We Agile in one-week sprints

We adapted to a smaller iterative flow. These one-week sprints are super tight bites of work. Our projects can range from 3 to 14 months or more. So, each engagement has a high intensity of communication. We work-out-loud to reveal our progress, roadblocks, and discuss impact.

Why one-week sprints?

1. High frequency of focus, iteration, and customer face-time

Dialing up the frequency of iterations increases the focus of our efforts. Progress is made quickly. We’re releasing changes earlier to get feedback sooner. Come on! We’re moving fast.

At first, this can feel rapid, but we make decisions quickly and hold them loosely. Every sprint is an opportunity to reflect with feedback from real customers.

2. Easy to schedule, sell, and measure capacity in one-week chunks

A goal of ours has been to solve fewer problems for fewer customers. One step towards this has been to schedule larger chunks of work. So, instead of hours or days, we collect an amount of work that fills a full week.

Stop spending time context-jumping between projects. Project managers, designers, developers, and owners can now juggle 1-2 projects a week. Solving fewer problems for fewer customers is such a mental relief.

Why two-week sprints?

1. better than 6-month sprints 😄

Okay, may I speak freely? If you can’t user test with a clickable prototype or release a beta app in a few weeks, your team needs to make the practice of thinking smaller. Get something made and get feedback quickly. Feedback is how we know we’re heading in the right direction.

Effort without regular feedback is a risk debt you’ll have to pay down.

We’ve done both for our customers. We’ve created working beta applications and realistic clickable prototypes in less than a week each. We believe rapid innovation is possible, and we do it. We believe it so much we teach our customers how to cultivate an innovation mentality in their team.

2. better for extensive backlogs where projects last 12+ months

Yes, if the project is a year or more, dial down the intensity a bit. With marathon projects and high-intensity work, there is the risk of the team losing steam. Two wee sprints are perfect for longer projects.

In the book Clean Agile, Uncle Bob calls the agile sprint pace, Stable Productivity and Sustainable Pace.

“The race is not to the swift…” – Ecclesiastes 9:11

“…but he who endures to the end will be saved.” – Matthew 24:13

Our work and faith are with a steady pace and absolute focus. We should do our best to prevent sabotaging any of these.

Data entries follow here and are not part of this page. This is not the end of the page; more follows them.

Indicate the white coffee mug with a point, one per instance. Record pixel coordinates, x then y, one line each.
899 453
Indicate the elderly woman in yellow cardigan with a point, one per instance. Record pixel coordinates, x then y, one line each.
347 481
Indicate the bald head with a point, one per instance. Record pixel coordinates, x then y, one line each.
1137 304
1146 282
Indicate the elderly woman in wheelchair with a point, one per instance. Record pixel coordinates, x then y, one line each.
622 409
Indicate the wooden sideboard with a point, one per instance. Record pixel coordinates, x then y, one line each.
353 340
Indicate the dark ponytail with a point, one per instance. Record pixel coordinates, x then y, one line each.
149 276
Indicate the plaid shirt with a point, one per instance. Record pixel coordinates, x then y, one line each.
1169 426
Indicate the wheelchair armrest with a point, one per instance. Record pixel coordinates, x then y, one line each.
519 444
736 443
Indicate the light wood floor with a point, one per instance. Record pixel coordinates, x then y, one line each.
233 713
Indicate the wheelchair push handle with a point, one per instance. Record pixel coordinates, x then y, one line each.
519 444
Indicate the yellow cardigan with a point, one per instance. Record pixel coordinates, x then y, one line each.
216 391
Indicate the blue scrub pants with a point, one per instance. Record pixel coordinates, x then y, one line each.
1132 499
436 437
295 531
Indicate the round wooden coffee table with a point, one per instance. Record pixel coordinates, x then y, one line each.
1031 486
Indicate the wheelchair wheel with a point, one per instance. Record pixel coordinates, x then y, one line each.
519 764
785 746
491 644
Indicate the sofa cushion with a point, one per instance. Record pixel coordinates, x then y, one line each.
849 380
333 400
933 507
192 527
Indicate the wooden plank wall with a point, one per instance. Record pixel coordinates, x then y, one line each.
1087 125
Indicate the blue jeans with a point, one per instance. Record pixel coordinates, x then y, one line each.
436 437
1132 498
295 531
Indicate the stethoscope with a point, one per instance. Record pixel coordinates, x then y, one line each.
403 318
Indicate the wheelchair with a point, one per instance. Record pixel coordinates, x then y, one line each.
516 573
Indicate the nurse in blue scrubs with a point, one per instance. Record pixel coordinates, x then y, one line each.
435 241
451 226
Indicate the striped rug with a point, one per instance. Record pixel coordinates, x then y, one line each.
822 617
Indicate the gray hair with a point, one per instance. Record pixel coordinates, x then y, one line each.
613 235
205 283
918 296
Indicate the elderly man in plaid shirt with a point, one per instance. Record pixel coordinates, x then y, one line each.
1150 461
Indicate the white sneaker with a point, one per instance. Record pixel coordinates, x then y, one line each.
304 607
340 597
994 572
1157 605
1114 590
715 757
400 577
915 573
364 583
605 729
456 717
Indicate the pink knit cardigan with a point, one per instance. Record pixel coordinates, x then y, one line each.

3 Ways of putting small sprints into action

Turn up the intensity to create something of value quickly. Don’t over plan. Take action. Here are some ways to build your innovation muscles.

  1. Plan a one-week sprint with your team next week. Keep it small and experiment with only staying focused on that work for 80% (~6hrs) of your day.
  2. Try launching in a day. Move fast and break stuff. Take a crazy idea your team is excited about and use a kanban board to plan and tackle the work. Launch or demo what you have at the end of the day.
  3. The Pomodoro release. Take a 25min time block to get something out of your head and ready to share with another team member. A sketch, outline, draft, or research is perfect.

The attractive part of focusing on impactful work is you’ll know when to switch your focus.